The other great "adventure" besides the Argonaut journey was the boar hunt. The most famous was the Calydonian Boar Hunt. This one is a bit more difficult in the ancient details, since no epic exists of it. Nevertheless, it is attested as early as the Iliad.
First, all primary sources for it can be found on Theoi. I'll list the main ones.
- Homer, Iliad 9.543ff.
- Hesiod, Catalogue of Women, fr. 98
- Ps.-Apollodorus, Bibliotecha, 1.66
- Ovid, Metamorphoses, 8.269
The point was to kill an oversized boar which was ravaging the land around Calydon. The king, Oenaus, put a bounty out on it, and the most famous Greek heroes of the time (barring Heracles) joined in, including:
- Meleager, son of Oenaus, and the subject
- Castor and Pollux, twin sons of Zeus (though one was said to be born of his mortal father Tyndareus); these two were always adventuring about, and they also joined in the Argonaut quest (they're also the "Gemini" in the sky);
- Jason, leader of the Argonauts as outlined by Yannis;
- Iolaus, most famously known as the side-kick of Heracles;
- Peleus, father of Achilles, the greatest Greek warrior to fight in the Trojan War;
- Theseus, slayer of the Minotaur and hero of Athens;
- Atalanta, with whom Meleager fell in love; also known as the quickest woman in the ancient world, and the only woman ever mentioned in these adventures.
The prime hero of the story is Meleager, and this adventuring ultimately led to his demise.
(Ps.-Apollodorus, Bibliotecha 1.66, translated by Aldrich with emendations by me)

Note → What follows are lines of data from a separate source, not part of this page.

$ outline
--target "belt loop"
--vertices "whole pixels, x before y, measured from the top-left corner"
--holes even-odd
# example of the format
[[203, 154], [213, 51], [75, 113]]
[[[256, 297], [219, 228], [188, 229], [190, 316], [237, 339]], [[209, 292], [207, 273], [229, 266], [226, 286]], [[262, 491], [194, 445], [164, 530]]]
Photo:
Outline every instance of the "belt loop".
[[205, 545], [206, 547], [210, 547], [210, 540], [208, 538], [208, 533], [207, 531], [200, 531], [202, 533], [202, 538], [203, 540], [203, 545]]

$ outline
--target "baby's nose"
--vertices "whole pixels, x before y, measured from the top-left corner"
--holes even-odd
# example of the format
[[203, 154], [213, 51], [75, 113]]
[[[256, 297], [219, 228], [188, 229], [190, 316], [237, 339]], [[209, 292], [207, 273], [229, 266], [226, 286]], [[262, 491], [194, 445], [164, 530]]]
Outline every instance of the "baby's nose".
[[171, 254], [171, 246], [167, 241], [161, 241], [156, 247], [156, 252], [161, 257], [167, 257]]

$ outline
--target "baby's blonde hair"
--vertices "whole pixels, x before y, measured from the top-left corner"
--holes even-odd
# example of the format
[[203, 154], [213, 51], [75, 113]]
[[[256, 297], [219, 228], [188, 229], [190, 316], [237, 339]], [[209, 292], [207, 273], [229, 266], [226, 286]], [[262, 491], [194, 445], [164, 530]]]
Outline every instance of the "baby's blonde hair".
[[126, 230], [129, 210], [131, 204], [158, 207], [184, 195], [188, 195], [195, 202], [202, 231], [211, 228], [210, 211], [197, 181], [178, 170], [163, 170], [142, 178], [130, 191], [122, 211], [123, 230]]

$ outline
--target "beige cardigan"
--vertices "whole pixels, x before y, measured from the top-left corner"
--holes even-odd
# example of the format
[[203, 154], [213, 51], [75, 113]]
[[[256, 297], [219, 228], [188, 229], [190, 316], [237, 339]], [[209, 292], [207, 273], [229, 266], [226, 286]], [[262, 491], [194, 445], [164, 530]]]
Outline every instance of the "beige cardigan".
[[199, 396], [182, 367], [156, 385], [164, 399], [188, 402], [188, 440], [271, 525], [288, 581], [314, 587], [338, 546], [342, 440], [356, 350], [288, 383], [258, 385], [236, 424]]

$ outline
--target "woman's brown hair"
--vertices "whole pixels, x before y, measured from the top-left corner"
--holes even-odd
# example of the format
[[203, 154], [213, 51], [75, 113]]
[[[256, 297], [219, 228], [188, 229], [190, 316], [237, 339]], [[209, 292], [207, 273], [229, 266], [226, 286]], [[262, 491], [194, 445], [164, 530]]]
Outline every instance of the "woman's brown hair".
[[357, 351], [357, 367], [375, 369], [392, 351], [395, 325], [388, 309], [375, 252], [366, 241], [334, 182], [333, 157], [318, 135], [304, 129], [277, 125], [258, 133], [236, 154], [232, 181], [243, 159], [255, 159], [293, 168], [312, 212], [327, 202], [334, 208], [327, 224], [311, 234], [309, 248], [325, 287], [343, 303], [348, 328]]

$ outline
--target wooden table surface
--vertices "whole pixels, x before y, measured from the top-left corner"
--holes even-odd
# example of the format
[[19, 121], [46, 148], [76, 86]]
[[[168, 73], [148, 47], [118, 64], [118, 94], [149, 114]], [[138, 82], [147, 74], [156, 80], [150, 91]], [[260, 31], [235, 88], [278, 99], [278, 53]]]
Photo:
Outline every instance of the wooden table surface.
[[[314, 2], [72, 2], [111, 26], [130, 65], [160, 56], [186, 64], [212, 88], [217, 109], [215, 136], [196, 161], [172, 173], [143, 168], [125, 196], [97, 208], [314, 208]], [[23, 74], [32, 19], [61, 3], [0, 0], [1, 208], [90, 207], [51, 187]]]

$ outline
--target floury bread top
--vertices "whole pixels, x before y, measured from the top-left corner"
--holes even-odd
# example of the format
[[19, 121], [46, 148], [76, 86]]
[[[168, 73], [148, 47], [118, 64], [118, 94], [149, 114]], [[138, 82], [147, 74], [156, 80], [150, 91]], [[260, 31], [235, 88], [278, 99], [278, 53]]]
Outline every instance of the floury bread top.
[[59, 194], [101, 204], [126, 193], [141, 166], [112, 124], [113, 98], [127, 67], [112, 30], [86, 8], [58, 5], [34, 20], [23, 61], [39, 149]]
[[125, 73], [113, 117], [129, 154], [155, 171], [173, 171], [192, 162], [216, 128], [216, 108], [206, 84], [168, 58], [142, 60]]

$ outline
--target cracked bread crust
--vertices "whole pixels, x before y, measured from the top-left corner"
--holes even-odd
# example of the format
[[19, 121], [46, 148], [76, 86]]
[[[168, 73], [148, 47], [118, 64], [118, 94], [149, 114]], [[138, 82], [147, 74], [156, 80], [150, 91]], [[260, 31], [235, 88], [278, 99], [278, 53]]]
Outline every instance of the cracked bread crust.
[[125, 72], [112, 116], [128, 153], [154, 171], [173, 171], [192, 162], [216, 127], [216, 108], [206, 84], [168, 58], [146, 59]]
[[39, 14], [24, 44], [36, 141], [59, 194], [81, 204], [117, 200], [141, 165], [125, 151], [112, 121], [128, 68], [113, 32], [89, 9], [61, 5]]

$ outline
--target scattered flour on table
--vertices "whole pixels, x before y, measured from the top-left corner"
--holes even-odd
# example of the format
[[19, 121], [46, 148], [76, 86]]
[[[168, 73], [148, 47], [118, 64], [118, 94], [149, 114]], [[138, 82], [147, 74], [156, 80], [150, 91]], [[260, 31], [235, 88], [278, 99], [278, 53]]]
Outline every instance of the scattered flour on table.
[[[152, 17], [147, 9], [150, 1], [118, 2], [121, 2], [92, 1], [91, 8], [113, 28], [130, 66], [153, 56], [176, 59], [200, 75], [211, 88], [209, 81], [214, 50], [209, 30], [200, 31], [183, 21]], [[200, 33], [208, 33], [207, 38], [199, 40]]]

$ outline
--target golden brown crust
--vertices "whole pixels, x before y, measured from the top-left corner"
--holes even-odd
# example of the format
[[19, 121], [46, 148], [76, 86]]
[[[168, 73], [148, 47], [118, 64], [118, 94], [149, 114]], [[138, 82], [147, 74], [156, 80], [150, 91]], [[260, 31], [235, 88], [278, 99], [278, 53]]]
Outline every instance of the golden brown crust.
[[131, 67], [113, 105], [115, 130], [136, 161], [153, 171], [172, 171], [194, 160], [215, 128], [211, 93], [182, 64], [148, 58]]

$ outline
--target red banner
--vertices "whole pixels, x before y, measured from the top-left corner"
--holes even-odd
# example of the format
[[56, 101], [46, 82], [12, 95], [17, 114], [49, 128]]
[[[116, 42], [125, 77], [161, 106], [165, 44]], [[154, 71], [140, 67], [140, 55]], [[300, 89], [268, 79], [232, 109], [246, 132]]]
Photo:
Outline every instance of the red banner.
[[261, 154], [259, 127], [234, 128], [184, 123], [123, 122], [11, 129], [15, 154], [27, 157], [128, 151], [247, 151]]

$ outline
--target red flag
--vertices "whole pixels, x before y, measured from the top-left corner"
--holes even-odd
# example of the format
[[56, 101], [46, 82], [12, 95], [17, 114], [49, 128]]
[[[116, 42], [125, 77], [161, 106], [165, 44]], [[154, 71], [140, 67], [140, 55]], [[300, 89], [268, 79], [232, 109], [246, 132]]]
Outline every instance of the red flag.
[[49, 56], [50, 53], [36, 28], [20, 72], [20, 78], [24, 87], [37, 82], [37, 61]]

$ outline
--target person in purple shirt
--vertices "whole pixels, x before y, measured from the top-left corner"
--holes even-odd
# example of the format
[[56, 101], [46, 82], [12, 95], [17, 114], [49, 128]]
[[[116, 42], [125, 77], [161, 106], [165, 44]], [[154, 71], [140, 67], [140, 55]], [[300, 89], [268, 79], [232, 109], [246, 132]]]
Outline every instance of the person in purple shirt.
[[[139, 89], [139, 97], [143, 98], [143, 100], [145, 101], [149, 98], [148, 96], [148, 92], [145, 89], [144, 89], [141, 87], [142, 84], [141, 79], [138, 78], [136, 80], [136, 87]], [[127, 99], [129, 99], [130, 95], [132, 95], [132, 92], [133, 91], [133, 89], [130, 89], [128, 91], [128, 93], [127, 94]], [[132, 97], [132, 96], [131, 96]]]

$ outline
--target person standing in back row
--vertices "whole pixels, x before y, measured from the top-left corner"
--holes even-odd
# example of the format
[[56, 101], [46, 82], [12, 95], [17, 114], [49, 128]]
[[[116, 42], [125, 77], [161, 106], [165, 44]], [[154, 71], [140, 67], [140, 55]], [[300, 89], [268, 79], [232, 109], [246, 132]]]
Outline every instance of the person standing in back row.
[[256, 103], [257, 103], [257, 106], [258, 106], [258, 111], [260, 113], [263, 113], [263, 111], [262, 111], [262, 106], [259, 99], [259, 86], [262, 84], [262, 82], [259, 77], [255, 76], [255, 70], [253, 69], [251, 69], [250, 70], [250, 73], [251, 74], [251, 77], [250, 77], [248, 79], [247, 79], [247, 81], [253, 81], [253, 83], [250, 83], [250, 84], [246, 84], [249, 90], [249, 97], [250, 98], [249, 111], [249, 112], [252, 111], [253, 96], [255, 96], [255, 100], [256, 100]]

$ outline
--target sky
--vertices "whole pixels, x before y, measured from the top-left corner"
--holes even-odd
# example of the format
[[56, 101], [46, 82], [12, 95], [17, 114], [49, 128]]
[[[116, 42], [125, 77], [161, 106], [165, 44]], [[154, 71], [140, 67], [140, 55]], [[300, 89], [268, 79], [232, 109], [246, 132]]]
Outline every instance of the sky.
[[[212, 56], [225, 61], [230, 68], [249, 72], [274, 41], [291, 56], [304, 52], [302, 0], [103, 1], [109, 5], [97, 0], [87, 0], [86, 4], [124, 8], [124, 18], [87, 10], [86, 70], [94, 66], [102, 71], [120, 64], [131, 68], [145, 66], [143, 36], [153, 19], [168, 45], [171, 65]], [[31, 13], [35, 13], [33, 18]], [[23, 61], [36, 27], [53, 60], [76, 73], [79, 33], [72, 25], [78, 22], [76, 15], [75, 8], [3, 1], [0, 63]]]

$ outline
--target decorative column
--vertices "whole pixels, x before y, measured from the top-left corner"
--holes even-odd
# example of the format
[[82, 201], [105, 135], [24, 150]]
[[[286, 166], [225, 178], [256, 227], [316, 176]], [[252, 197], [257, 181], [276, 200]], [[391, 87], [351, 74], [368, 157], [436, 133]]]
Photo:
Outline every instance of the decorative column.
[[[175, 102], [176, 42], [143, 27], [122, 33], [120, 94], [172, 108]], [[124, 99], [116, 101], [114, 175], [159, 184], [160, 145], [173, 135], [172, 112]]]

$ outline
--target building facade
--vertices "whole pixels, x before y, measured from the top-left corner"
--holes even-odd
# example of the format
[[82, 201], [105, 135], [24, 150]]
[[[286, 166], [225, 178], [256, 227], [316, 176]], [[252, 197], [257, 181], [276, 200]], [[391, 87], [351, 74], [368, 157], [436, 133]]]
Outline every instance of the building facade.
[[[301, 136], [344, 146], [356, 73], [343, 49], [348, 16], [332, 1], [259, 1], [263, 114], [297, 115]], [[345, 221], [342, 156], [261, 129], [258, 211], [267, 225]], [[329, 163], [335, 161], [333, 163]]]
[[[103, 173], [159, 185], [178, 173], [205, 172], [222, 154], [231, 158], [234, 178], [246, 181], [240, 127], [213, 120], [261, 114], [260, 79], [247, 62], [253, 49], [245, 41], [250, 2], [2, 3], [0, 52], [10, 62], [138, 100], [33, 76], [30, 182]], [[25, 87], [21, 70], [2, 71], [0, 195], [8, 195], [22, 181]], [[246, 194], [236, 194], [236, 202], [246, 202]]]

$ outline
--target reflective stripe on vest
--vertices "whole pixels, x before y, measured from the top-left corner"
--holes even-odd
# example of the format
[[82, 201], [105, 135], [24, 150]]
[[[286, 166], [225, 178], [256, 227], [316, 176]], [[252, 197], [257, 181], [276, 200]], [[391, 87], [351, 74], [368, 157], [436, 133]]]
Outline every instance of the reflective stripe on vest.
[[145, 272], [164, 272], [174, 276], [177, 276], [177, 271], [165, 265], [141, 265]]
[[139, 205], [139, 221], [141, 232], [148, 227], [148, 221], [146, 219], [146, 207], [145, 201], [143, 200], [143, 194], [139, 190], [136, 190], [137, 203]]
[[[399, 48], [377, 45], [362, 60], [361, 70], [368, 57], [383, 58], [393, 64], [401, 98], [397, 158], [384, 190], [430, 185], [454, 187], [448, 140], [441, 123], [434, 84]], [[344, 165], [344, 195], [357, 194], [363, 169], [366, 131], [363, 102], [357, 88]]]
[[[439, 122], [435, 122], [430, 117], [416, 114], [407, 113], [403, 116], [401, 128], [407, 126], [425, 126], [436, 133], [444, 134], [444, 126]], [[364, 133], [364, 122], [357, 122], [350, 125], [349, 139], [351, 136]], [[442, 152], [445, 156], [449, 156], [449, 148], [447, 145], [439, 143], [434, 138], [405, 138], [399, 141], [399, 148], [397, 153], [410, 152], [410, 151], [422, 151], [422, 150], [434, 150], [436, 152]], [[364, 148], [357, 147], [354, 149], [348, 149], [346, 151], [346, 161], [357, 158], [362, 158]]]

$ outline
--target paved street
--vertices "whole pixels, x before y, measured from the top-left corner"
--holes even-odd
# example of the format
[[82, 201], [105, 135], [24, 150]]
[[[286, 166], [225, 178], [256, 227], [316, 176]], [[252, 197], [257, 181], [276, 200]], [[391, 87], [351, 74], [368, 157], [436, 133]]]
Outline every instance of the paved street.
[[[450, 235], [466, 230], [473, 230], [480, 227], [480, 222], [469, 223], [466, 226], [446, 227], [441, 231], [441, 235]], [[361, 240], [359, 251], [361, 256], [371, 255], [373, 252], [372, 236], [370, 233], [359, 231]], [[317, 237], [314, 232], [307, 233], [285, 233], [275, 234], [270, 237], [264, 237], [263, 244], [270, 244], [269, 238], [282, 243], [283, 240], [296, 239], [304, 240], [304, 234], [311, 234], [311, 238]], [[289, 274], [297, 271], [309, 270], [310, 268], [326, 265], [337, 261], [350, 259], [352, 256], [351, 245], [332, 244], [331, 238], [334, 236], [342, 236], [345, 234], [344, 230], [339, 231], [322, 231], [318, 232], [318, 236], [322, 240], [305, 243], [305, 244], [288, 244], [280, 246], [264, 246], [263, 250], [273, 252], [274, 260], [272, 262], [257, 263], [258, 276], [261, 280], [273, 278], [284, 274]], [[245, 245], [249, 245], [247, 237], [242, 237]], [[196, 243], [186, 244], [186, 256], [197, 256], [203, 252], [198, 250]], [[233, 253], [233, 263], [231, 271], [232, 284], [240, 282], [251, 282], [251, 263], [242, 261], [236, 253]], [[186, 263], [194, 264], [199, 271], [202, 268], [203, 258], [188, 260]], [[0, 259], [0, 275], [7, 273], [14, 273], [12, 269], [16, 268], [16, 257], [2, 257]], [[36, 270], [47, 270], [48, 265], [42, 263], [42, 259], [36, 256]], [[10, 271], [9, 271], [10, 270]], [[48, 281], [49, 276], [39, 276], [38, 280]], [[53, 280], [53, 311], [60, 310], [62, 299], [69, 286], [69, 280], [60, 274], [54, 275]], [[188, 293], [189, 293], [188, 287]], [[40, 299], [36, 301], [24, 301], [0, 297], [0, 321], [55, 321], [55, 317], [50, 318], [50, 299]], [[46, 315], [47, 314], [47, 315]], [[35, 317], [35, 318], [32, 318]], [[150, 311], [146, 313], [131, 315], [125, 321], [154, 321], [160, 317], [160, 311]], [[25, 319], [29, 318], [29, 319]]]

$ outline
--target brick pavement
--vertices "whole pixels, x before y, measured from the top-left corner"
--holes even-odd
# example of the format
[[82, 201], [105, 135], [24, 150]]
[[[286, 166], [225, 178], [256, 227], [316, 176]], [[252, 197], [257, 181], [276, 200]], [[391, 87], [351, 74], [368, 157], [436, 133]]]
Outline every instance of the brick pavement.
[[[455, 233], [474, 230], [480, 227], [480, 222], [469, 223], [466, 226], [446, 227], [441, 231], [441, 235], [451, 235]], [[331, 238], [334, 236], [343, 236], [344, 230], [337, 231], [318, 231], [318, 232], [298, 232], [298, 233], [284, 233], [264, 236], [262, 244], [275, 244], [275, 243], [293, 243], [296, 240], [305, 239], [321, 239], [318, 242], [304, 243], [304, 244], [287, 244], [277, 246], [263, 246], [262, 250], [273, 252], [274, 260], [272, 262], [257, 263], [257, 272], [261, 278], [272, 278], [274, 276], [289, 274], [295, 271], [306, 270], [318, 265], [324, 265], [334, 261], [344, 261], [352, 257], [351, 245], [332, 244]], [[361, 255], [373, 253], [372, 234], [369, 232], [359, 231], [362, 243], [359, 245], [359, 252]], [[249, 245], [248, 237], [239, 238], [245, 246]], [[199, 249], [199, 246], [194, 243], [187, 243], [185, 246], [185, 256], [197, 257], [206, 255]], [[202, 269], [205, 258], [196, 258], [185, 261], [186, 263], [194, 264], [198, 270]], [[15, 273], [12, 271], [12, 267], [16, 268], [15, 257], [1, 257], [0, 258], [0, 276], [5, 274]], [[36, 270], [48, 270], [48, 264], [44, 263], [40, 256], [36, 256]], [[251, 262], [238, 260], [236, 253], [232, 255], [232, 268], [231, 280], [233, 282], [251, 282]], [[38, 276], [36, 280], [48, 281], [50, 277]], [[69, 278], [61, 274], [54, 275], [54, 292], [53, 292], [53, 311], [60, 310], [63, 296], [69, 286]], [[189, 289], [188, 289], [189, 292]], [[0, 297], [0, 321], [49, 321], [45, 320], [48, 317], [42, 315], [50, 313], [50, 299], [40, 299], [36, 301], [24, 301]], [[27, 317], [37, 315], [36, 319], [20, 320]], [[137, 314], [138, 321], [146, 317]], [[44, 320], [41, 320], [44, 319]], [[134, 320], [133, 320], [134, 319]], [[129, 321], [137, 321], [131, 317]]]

When they had gathered, Oeneus entertained them for nine days. On the tenth day, Kepheus and Ankaios and some of the others refused contemptuously to go out hunting with a woman [i.e. Atalanta], but Meleager...wanted to make a child with Atalanta, and so compelled the men to join the hunt with her. When they had encircled the boar, the animal killed Hyleus and Ankaios, and Peleus accidentally speared Eurytion [king of Phthia] with his javelin. Atalanta was first to hit the boar, in the back with an arrow. Amphiaraus then got it in the eye, and Meleager killed it with a blow on the flank. When he received the skin, he gave it to Atalanta. But the sons of Thestius, who considered it disgraceful that a woman should get the trophy where men were involved, took the skin from her, saying that it was properly theirs by right of birth, if Meleager chose not to accept it. Outraged by this, Meleager slew them and again gave the skin to Atalanta. But Althaea, in grief over the death of her brothers, set fire to the brand [that the Fates declared when consumed would end the life of Meleager, otherwise he would have lived forever], and Meleager died on the spot."
Another variant preserved by Ovid's Metamorphoses is that Meleager instead killed his brothers Plexippus and Toxeus, who were the ones that took it from Atalanta. This makes better sense out of the "birthright" claim.